Dahl is a wonderfully warming. comforting food at best, but when you add the richness of tomato and the creaminess of coconut it takes it to a whole new level of feel-good. Packed with some of natures most powerful anti-oxidant and anti-inflammatory ingredients (garlic, ginger, turmeric, cardamom, cumin…) and the clean, plant based protein and fibre you get from red lentils (approx. 18g protein per cup of lentils) this is about as good for you as it gets. It’s delicious served with brown rice, flatbreads or, as shown here, with crispy coconut kale which is a taste revelation. This is good to make in a batch as it keeps well chilled in the fridge for 3-4 days and, even on its own, provides a nutritionally balanced one bowl instant meal.

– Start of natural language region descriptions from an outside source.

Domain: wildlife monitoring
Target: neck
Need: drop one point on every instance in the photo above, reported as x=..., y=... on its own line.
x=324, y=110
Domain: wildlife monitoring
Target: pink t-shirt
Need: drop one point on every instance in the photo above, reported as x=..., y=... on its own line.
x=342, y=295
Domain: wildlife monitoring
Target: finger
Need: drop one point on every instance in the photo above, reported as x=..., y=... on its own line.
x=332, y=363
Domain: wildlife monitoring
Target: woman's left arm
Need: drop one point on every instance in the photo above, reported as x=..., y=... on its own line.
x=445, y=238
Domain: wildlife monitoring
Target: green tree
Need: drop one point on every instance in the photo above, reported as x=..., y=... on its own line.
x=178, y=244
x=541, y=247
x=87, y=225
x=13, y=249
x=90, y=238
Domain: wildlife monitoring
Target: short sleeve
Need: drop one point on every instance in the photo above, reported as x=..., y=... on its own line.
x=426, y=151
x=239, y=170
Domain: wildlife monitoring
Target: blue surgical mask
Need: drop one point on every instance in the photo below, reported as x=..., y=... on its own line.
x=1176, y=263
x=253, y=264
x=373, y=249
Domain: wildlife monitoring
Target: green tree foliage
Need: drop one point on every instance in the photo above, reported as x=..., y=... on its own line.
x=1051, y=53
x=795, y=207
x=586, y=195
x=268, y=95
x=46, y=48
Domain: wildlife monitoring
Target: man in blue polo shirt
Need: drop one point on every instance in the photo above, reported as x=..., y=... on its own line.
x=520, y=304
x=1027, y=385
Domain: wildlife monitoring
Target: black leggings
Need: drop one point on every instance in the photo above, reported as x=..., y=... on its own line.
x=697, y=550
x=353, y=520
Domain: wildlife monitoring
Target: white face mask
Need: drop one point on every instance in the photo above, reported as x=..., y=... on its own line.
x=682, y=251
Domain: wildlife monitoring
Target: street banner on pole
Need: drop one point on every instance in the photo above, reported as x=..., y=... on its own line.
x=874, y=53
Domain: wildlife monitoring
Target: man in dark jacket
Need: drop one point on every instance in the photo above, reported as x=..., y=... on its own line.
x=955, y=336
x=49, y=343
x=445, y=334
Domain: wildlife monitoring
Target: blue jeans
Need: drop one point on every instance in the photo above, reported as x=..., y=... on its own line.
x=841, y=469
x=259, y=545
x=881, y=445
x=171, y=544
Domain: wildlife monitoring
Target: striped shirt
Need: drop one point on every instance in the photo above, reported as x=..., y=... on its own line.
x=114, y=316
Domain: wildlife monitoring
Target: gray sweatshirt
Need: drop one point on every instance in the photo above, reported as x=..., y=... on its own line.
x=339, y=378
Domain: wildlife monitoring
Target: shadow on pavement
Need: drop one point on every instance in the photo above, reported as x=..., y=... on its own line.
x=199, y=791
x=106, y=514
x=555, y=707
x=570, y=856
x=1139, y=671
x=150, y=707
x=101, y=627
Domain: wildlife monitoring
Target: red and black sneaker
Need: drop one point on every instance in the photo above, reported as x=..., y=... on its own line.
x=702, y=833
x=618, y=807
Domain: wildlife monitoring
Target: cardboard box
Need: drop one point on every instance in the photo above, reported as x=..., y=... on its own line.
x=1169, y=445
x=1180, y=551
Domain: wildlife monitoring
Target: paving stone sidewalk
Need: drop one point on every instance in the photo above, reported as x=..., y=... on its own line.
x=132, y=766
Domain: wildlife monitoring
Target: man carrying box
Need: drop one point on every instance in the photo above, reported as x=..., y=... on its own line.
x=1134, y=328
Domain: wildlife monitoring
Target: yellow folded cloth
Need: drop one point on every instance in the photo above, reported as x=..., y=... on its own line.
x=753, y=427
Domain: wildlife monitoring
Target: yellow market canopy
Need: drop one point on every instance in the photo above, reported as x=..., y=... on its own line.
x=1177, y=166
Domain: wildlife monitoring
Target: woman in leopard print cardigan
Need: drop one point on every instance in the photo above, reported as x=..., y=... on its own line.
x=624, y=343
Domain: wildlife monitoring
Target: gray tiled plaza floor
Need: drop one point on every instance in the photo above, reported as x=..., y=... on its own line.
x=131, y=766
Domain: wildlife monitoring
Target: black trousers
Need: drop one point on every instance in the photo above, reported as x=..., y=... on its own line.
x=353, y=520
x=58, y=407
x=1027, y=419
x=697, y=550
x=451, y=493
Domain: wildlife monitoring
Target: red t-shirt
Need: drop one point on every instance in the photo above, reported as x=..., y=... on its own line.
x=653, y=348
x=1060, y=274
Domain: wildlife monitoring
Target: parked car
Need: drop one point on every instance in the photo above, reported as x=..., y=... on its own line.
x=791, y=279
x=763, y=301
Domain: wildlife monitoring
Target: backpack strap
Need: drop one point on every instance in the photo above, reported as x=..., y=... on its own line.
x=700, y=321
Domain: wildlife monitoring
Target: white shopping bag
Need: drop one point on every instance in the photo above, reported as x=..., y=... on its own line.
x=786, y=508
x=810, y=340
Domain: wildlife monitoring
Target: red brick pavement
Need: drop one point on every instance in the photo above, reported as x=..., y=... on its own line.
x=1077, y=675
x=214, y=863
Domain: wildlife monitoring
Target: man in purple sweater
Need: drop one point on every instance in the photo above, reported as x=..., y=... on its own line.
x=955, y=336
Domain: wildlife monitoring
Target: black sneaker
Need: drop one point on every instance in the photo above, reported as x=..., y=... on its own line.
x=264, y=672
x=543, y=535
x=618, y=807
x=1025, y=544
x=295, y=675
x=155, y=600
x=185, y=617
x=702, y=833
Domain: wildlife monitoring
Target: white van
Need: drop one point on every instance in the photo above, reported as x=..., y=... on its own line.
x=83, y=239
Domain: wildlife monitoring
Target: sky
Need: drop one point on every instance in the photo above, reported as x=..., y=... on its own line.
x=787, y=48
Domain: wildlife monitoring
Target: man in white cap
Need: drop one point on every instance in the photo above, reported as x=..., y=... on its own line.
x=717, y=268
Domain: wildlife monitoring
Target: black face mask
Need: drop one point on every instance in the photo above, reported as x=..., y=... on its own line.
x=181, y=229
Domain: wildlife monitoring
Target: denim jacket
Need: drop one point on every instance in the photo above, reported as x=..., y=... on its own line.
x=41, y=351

It’s also a relatively low-cost dish, making it a good staple to go back to time and again.


Serves 4 as a main

200 g red lentils, soaked for 30 mins and rinsed

1 tbsp olive oil

2 cloves garlic, minced

1 small onion, chopped

½ tsp cumin seeds

1 tsp ground cumin

1 tsp turmeric powder

½ tsp cardamom

1 tsp ground coriander

1 tsp sea salt

1 inch fresh ginger finely chopped

250 ml boiling water

1 x 400g tin chopped tomatoes

1 tin coconut milk

1 tbsp tomato puree

To make:

  1. Sauté the onion, garlic and ginger in the olive oil over a medium heat for 5 minutes
  2. Add all the spices and the salt and stir well to combine – sauté for a further 2 minutes
  3. Add all the other ingredients and stir well. Simmer over a low – medium heat for 25-30 mins until the lentils are cooked and the Dahl has a thick consistency

Crispy coconut kale

To make crispy coconut kale, wash 100g kale leaves (stalks off) and pat them dry. Place the kale in a big bowl and drizzle on a tablespoon of melted coconut oil and half a teaspoon of seasalt. Massage through the kale leaves making sure they’re all evenly coated. Spread the leaves out on a lined baking tray and bake in the oven at 180 c for approx 20 mins. They should be turning crisp but not burning. Eat hot from the oven or cold as a healthy snack!